11.6 Model validation

Once we have selected a best model, or a set of explanatory variables that we want to consider in our analysis, it is important that we validate that model when possible. In truth, comparison of the validity of multiple models can even be a gold-standard method for model selection in itself (e.g. LOO-IC), but we are not going to go there this semester because it would require a much richer understanding of programming than we can achieve in a week.

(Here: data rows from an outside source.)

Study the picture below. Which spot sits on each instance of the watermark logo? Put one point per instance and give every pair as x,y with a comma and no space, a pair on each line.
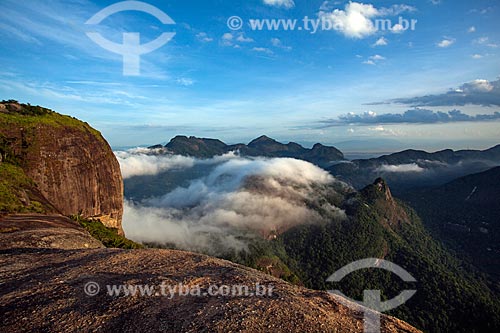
131,49
169,291
314,25
371,298
235,23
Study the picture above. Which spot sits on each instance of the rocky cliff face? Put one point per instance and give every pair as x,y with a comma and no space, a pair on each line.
71,163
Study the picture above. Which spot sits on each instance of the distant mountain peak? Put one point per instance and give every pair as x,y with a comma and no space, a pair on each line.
261,140
320,155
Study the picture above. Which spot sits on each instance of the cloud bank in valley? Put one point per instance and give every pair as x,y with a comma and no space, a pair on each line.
144,161
239,199
400,168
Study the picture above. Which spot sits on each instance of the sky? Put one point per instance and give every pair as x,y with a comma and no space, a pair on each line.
354,73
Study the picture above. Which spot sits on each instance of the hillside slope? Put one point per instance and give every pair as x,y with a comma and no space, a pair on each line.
465,215
411,169
60,159
449,298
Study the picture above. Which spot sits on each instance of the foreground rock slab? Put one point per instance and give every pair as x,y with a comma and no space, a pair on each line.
43,290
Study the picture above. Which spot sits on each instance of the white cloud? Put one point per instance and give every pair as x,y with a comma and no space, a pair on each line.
396,10
202,36
381,42
355,21
373,60
479,85
400,168
377,57
446,42
233,201
137,162
397,28
280,3
184,81
276,42
485,41
227,36
262,50
243,39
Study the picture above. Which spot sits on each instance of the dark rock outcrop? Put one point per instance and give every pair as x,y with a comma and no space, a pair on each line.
71,164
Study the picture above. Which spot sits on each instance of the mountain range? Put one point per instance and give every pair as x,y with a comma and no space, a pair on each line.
464,214
262,146
47,257
411,169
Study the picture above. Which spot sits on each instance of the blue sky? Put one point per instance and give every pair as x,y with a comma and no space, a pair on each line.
432,87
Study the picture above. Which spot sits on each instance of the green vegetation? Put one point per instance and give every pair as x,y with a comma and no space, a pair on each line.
450,296
30,116
16,191
108,236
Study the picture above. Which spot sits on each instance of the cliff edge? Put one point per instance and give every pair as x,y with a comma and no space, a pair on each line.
54,163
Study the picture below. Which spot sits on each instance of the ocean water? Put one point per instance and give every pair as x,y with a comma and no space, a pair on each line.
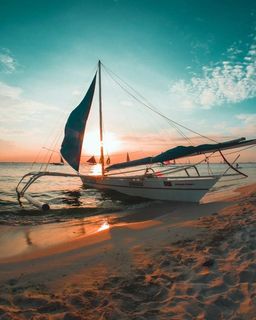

Model validation is the use of external data, or subsets of data that we have set aside to assess the predictive ability of our models with data that were not used to estimate the parameters. That is, we can use new data to test how well our model works for making predictions about the phenomenon of interest. Pretty cool, I know!

There are lots of different methods for model validation, most of which use some of your data for fitting (or training) the model and then saves some of the data for predicting new observations based on your model parameters (testing). The most common form of model validation is called cross-validation.

Very generally speaking, there are a large (near-infinite) number of ways to do model validation based on how you split up your data set and how you choose to evaluate predictions. This blog gives a nice overview of these methods with the iris data set in R using the caret package. We’ll write a little code so you can see how it works, though.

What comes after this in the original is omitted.